Even with the change of context, the asking the father part of the tradition has maintained its relevance in a number of relationships. It is still considered a sign of respect that you ask the bride’s father, or mother, for their consent. There are benefits of standing by this tradition, including the fact that it will help the groom-to-be establish a positive relationship with the future in-laws and show respect for what they think. If you have feeling that you are likely to get a “no way” from the father, you may want to consider this tradition. Additionally, if the father and mother are not in the picture or deceased, you may skip this step, as well.

Popping the question

Once you have received permission, you can pop the big question. According to tradition, the groom-to-be gets down on one knee and present an engagement ring to your bride-to-be. However, there are many modern grooms that forgo the kneeling, as well as presenting a ring at the proposal. Many modern brides like the ability to have a hand in picking out their engagement ring, which is something the couple can shop for together after the question is asked. This is a choice that should be made by the groom-to-be, depending on the likes and wants of his future bride.

Selecting the engagement ring

Tradition states that the engagement ring that you purchase should be equivalent to about one or two months of your total salary. This is one of those so-called rules that are okay to ignore. If you are spending more because you are planning a long engagement and have time to save for the wedding, this rule is perfectly understandable. However, you may also want to get married right away, know that your spouse is not necessarily a ring person or some other factor, which makes spending less completely understandable and accepted. The simple fact of the matter is that there is nothing romantic about entering into a marriage under mountains of debt because you wanted to purchase the most expensive engagement ring that you could find; additionally, this is not a great way to start a marriage.

engagment etiquette

Telling Your Friends and Family

When you have had a “yes” to the big question, the very first people that should be told according to tradition are the parents of the bride, followed by the parents of the groom. This tradition is one that is still followed fairly strictly today. Once these individuals are told then it is a race against your parents to tell everyone else about the upcoming nuptials.

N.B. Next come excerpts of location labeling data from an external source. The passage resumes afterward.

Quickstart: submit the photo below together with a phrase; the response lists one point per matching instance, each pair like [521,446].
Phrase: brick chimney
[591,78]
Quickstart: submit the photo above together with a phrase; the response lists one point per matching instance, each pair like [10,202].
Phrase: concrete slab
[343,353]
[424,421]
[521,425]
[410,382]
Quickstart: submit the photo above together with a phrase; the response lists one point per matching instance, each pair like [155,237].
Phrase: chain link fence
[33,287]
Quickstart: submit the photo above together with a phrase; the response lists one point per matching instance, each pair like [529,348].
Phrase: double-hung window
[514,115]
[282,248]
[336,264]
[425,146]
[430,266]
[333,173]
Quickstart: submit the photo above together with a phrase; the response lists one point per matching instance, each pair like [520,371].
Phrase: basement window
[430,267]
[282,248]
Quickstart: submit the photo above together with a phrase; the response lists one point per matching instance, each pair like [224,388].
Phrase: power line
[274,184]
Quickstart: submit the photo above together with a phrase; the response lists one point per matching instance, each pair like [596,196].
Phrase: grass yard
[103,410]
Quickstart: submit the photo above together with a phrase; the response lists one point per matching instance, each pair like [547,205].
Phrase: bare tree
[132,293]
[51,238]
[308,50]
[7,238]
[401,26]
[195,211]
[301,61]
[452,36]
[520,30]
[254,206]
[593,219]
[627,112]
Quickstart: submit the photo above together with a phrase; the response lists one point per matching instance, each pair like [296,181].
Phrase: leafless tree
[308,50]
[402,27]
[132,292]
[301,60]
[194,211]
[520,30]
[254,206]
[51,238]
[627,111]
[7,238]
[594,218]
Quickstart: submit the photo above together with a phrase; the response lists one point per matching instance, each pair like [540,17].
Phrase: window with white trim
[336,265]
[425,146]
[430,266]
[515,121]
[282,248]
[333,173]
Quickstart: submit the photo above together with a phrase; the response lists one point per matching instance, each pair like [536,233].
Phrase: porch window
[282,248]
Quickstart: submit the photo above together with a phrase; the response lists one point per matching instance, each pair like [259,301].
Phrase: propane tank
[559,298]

It is not good etiquette to announce your engagement at an occasion that is for someone else, such as another wedding or a birthday party. You should also not announce a new engagement if you are still married to another person.

The Engagement Party

If you decide that you want to have an engagement party, then the bride to be should not wear her ring in public until the actual event. In most cases, an engagement party is a type of informal affair. The very first speech that is made should be done so by the father of the bride, who will also be the one that announces the engagement and the second speech should be made by the actual bridegroom. The cost of the engagement party needs to be covered by the parents of the bride or the bride and groom’s parents together.

In some cases engagements are broken off, in which case all gifts should be returned. If the termination of the actual engagement was by choice of the bride, the rings should be returned as well, in which case the man may or may not take them back.

Understanding traditional wedding etiquette and how it has transformed in the past few years can help you know how you want to handle your engagement. Remember, who you are proposing to does not fit into any mould or form that is like everyone else, so ensure that the engagement you present is to her liking.